Here’s what truly moved, while enjoying a magical white Christmas in Greenwich, CT, with the family, and welcoming little ‘vPage’ to the world.

Physical Recovery
There was surgery. (I called it a belly-button repair. My golf mate and chief surgeon, Dr. Adrian Fawcett, called it an umbilical herniorrhaphy.) There was healing. And there was the harder discipline of not rushing it. Recovery is work. It demands restraint, patience, and the willingness to let time take its course. There’s no applause for this kind of progress. Still counts.

Creative Closure
The manuscript of RELEVANCE – The Quiet Power of Lives That Keep Showing Up has reached a true conceptual completion. It’s no longer a draft that could be endlessly tinkered with, but a full narrative arc. Chapters now flow into each other smoothly. Transitions have been tightened. Conceptual test readers are reviewing, and final line edits will follow soon. Finishing isn’t dramatic. It’s disciplined. You show up, complete the next small step, and avoid overthinking.
Professionalization
The work stepped into its next form.
- A formal book proposal.
- A one-page summary.
- A pitch deck that contains the whole structure.

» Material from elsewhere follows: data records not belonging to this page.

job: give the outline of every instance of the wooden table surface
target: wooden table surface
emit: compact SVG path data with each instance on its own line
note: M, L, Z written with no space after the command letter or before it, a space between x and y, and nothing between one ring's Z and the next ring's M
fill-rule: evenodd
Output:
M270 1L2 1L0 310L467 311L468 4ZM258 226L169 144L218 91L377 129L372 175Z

This is the stage where things quietly change. Not louder. Just more real. This is where the gap between being a writer and becoming an author becomes visible.
Signal, Not Noise
I attended my first Toastmasters (Richmond UK) session to prepare for an upcoming TEDx talk. Not to perform. To practice. I shared part of my work aloud, received direct feedback, adjusted in real time, and learned where the story works and where it needs tightening.
What an amazing group of talented, caring individuals. At the end of the evening, I was awarded a Best Speech of the Night prize. There’s hope!
In conclusion
No hype.
No announcement strategy.
Just accumulation doing what accumulation does.
Nothing here requires applause.
But it all moved.
And movement, especially the quiet kind, compounds.